WebAssembly/simd

Consider a more efficient encoding for v128.const 0

ngzhian opened this issue · 10 comments

v128.const 0 is the most common v128.const operation I see in some benchmarks (>10x more frequently than other v128.const constants). It is currently 18 bytes (16 of which are 0), perhaps a more efficient want of encoding this (a special instruction) should be considered (for a subsequent proposal of course)?

Would it be more efficient to just (say) i8x16.splat 0 ?

EDIT: oops, I guess there is no immediate form of the splat instructions.

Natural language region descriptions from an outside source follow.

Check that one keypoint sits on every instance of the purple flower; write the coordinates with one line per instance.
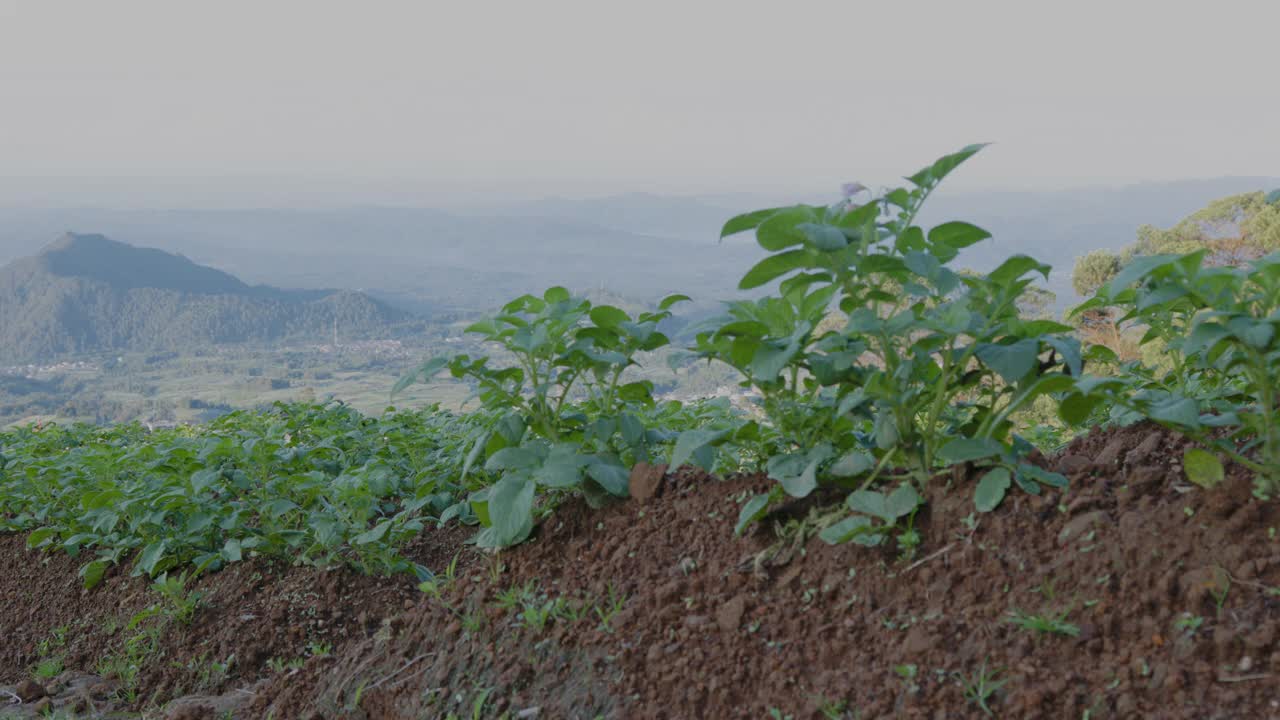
(851, 188)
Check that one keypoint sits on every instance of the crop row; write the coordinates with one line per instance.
(876, 363)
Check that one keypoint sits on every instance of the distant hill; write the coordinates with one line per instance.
(90, 294)
(471, 259)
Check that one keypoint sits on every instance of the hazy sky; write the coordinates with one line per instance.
(679, 96)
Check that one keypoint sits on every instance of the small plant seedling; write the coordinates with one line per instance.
(1220, 587)
(48, 669)
(319, 648)
(607, 611)
(908, 673)
(982, 684)
(1188, 623)
(1045, 624)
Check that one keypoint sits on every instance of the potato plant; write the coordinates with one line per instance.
(568, 419)
(318, 484)
(1220, 328)
(926, 368)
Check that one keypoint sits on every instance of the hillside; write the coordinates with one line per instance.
(90, 294)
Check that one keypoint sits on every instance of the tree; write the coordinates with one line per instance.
(1093, 270)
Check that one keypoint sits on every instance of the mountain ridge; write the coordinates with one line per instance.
(86, 294)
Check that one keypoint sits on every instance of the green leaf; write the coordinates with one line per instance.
(1011, 361)
(374, 534)
(41, 537)
(557, 295)
(562, 468)
(804, 483)
(1015, 268)
(689, 442)
(942, 167)
(151, 556)
(991, 490)
(871, 502)
(775, 267)
(853, 463)
(511, 459)
(958, 235)
(823, 237)
(92, 573)
(965, 450)
(1139, 268)
(232, 551)
(424, 373)
(903, 501)
(885, 429)
(612, 477)
(846, 529)
(1176, 410)
(1202, 468)
(608, 317)
(511, 509)
(1042, 475)
(667, 302)
(780, 229)
(746, 220)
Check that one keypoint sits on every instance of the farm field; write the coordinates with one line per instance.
(1151, 602)
(940, 505)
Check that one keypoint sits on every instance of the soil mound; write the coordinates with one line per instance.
(1129, 595)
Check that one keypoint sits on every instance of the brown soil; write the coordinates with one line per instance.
(1170, 587)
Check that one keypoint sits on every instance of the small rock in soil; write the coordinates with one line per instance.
(645, 481)
(30, 691)
(1110, 454)
(1080, 524)
(730, 614)
(1073, 464)
(1150, 445)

Yea it would be more efficient (code size) to say:

i32.const 0 (2 bytes)
i8x16.splat (2 bytes)

However, the toolchain will mostly emit a v128.const 0 for that (cc @tlively). I think maybe a special case for splat (of any shape) of constant 0, to emit the splat instead of v128.const, will be nice. That said, binary size isn't a huge problem for now (haven't gotten reports about it yet!) but just filing this to track :)

penzn commented

I think that is the easiest fix :) We can possibly consider using variable integer encoding of up to 128 bits, though that can be slightly awkward.

Related: #255

It would be good to figure out what a typical percentage of code size this would save. If there are situations in which splats (or other patterns) would be faster than v128.const, that would be especially good to know about, because that would be a clear win.

splats would never be faster than v128.const, because v128.const guarantees the literal to be static, while splat does not.

penzn commented

We can use the trusty LEB encoding which we already use in other places.

say we have a 2 byte encoding, in a release-built Wasm file that is
4082107 bytes (with 582 v128.const instructions, 297 of which are with const 0), we can save (18 - 2) * 297 = 4752 bytes (.1%).

The gzip version of the file is 2077721 bytes, I locally replaced the v128.const 0 with 0x7b7b, the resulting gzip version is 2077463 (diff of 258 bytes) (0.01%).

s=open('release.wasm','rb').read()
t=s.replace(b'\xfd\x0c' + b'\x00'*16, b'\x7b\x7b')
open('release-new.wasm','wb').write(t)
$ gzip -9 -c release-new.wasm > release-new.wasm.gz
$ du -b release*
4077355 release-new.wasm
2077463 release-new.wasm.gz
4082107 release.wasm
2077721 release.wasm.gz

So it turns out, not a lot of savings! Streams of 0 compress well, plus v128.const don't show up as much. Sad at this result, but good to have some rough numbers here.

I'm going to close this out, seems not that useful, we can follow-up in #255 anyway, thanks all for the comments!

Thanks for putting in the leg work to investigate that, @ngzhian!